Kemudian, Kabupaten Nabire, Kabupaten Pangkajene dan Kepulauan, Kabupaten Parigi Moutong, Kabupaten Seram Bagian Timur, Kota Sungai Penuh, dan Kota Tangerang Selatan.

Terkait aturan hukum, Bawaslu RI menjelaskan, pengaturan soal PSU sudah tercantum dalam Pasal 112 Undang-Undang (UU) Nomor 10 Tahun 2016 Tentang Pemilihan Gubernur, Bupati, dan Wali Kota.

“Ini kami katakan, bahwa UU telah menjelaskan batasan-batasan PSU dapat dilakukan,” ucap Fritz.

Pasal itu menyatakan, bahwa PSU dapat dilakukan karena ada pembukaan kotak suara atau bekas pemungutan dan penghitungan suara tidak dilakukan menurut tata cara yang ditetapkan dalam perundang-undangan. Kemudian Petugas KPPS meminta pemilih memberikan tanda khusus, menandatangani atau menuliskan nama atau alamat pada surat suara yang sudah digunakan.
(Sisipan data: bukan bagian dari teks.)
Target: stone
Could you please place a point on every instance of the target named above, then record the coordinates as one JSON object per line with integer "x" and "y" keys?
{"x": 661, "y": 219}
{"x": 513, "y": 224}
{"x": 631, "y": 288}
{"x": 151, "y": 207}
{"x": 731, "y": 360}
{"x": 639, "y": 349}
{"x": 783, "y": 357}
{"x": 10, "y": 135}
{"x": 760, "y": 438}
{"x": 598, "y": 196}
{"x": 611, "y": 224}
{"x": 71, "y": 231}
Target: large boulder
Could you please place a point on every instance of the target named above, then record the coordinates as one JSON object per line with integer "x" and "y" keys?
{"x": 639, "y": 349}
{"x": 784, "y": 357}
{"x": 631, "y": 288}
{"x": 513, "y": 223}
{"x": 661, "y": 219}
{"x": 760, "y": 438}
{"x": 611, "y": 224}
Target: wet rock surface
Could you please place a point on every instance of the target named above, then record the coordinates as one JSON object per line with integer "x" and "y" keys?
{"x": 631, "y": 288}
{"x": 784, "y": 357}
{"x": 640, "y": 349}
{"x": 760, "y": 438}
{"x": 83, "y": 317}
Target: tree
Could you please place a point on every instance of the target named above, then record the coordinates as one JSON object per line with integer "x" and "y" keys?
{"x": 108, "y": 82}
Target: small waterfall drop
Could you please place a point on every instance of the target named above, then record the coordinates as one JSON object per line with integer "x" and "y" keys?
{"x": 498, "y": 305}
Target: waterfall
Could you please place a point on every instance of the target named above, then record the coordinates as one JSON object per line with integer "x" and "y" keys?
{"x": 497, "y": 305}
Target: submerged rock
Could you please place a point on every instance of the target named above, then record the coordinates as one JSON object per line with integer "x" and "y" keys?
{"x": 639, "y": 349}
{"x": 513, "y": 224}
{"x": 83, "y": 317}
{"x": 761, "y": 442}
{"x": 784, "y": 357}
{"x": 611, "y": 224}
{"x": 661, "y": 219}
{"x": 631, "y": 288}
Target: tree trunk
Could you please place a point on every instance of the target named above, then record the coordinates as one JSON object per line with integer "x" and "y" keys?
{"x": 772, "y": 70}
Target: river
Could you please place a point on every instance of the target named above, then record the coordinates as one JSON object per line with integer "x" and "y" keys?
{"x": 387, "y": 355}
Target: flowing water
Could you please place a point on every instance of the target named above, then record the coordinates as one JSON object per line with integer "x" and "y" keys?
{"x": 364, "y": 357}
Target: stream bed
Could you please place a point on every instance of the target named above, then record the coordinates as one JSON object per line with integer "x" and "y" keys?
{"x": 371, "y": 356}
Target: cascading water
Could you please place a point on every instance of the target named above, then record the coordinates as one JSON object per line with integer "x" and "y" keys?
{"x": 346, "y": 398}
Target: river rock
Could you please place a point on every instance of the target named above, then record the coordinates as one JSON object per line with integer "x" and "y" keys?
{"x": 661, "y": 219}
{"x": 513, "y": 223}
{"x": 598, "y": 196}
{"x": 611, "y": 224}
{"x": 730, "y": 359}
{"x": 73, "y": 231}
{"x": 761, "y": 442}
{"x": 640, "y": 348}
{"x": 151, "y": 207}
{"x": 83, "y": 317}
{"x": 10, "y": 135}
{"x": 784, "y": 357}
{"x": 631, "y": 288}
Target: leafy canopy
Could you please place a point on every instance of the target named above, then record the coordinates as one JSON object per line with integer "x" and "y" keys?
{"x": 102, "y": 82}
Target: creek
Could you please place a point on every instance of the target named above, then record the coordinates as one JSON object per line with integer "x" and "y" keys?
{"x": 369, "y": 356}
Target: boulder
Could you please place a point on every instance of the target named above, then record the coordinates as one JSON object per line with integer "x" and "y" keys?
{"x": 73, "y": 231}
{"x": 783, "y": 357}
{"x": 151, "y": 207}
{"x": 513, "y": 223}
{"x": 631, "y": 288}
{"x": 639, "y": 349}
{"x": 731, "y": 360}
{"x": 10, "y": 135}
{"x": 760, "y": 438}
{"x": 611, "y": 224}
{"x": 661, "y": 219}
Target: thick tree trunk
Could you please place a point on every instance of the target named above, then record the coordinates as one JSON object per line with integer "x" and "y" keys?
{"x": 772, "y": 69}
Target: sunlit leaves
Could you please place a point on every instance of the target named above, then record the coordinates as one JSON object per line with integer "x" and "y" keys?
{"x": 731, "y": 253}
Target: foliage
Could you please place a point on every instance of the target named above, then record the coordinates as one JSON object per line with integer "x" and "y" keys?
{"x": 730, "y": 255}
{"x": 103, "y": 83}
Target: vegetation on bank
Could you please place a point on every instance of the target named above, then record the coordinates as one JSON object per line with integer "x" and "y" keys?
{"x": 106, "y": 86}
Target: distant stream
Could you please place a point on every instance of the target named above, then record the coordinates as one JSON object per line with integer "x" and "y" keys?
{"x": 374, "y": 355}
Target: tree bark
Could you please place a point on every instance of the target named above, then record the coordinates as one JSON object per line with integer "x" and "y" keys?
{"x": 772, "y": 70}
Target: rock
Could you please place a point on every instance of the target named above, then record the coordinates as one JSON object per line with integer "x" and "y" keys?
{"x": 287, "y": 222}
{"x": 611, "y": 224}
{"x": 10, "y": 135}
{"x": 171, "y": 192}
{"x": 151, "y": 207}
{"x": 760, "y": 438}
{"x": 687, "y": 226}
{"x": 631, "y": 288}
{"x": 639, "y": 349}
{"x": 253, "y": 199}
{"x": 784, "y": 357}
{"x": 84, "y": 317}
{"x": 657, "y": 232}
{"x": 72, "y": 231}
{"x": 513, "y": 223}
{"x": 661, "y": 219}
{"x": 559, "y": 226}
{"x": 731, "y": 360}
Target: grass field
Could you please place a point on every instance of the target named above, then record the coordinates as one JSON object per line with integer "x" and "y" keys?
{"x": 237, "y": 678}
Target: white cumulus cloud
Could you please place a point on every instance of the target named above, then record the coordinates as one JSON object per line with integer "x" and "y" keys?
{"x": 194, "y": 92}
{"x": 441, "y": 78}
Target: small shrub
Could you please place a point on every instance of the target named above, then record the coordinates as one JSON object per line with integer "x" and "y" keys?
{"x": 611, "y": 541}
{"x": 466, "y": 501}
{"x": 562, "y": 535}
Selanjutnya, Petugas KPPS merusak lebih dari satu surat suara yang sudah digunakan oleh pemilih, sehingga surat suara tersebut menjadi tidak sah, dan/atau lebih dari seorang pemilih yang memberikan hak pilihnya lebih dari satu kali pada TPS yang sama atau berbeda dan/atau lebih dari seorang pemilih yang tidak terdaftar sebagai pemilih mendapat kesempatan memberikan suara di TPS.